男でも女でもないほうが、いまは心地いい。
大切なことは、きっとそんなところにない。
目にかかるハンパな長さの前髪を払いのける。
こうして一人で机に向かいペンを走らせる時、一番ウソがない。
いつもの不安は消え失せ、静かな高揚感を覚える。
何も不可能はない、とまで思えてくる。
この締め切りが地元の同人誌で6月17日、次の締め切りが新潟の会誌で6月25日。
試験まで間もなくて、ちょっと苦しい。
学校の勉強だってそう熱心に取り組んでいるわけじゃないけど、まったくやらないわけにもいかない。このトシでヒマだ退屈だと言っている人が信じられない。
じっとしてたって勝手にやりたいことは湧いてくるし、時間は限られている。お金も有限だけど、身なりだってそこそこ整えたい。
好きな人はいた。でも、もう忘れたよ。完全な片思いだった。1年の夏休み明け、彼とクラスメートのユミカが、一緒に登校するのを見てしまった。
小学校のときから、カオルを好きになってくれた人なんか、一人もいなかった。
浮いた話は、すべて自分を遠巻きによけていく。
彼氏が欲しくないわけじゃないのだ。
たまに夢で、顔のわからない誰かが隣りに立っている。

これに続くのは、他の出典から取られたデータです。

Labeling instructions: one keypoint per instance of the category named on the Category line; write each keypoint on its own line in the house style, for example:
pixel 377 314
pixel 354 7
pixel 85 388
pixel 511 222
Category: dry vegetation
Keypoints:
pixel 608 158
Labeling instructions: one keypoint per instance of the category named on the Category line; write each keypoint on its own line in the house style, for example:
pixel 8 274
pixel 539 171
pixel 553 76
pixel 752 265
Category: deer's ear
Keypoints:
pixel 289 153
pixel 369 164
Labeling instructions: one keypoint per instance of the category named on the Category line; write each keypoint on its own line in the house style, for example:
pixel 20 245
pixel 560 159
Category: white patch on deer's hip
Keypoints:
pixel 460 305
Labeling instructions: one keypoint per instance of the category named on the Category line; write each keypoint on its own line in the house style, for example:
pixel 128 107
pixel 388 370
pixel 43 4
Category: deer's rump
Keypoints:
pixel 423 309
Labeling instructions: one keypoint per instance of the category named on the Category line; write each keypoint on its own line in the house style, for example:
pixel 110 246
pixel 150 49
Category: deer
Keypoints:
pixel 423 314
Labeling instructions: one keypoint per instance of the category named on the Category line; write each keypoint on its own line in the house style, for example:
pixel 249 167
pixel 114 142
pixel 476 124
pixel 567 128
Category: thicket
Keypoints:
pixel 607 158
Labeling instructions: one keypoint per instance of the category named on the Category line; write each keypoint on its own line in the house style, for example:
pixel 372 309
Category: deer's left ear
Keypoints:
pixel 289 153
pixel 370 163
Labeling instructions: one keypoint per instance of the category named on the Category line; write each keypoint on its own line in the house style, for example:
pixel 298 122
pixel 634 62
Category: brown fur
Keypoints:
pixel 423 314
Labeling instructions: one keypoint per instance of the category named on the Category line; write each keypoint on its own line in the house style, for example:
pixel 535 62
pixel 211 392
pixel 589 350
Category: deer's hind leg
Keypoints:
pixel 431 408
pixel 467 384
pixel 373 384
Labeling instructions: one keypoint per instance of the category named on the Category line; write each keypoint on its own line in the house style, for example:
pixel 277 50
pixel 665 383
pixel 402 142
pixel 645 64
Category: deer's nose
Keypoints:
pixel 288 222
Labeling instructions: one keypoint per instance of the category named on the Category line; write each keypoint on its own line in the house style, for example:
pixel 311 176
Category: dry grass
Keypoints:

ただ一緒に電車に乗って通学する。それだけのことに、体の細胞という細胞がざわめき、あたたかい光に包まれる。
カオルがいままでの人生で、一度も経験したことのない幸福感。
夢の中では、リアルに感じられるのが不思議だ。
携帯が鳴る。
「アダチですけど、進んでますか?」
彼女は短大2年生。同じ駅の、線路をはさんで反対側に住んでいる。
「16日、4時にM駅銅像の前でいいかな?」
原稿の催促だ。地元の同人誌は本部が最寄りのM駅近くにある。幹部は皆この界隈に住んでいて、連絡はメールか電話で済ませ、原稿は手渡し。新潟の会ではメールや郵送を介している。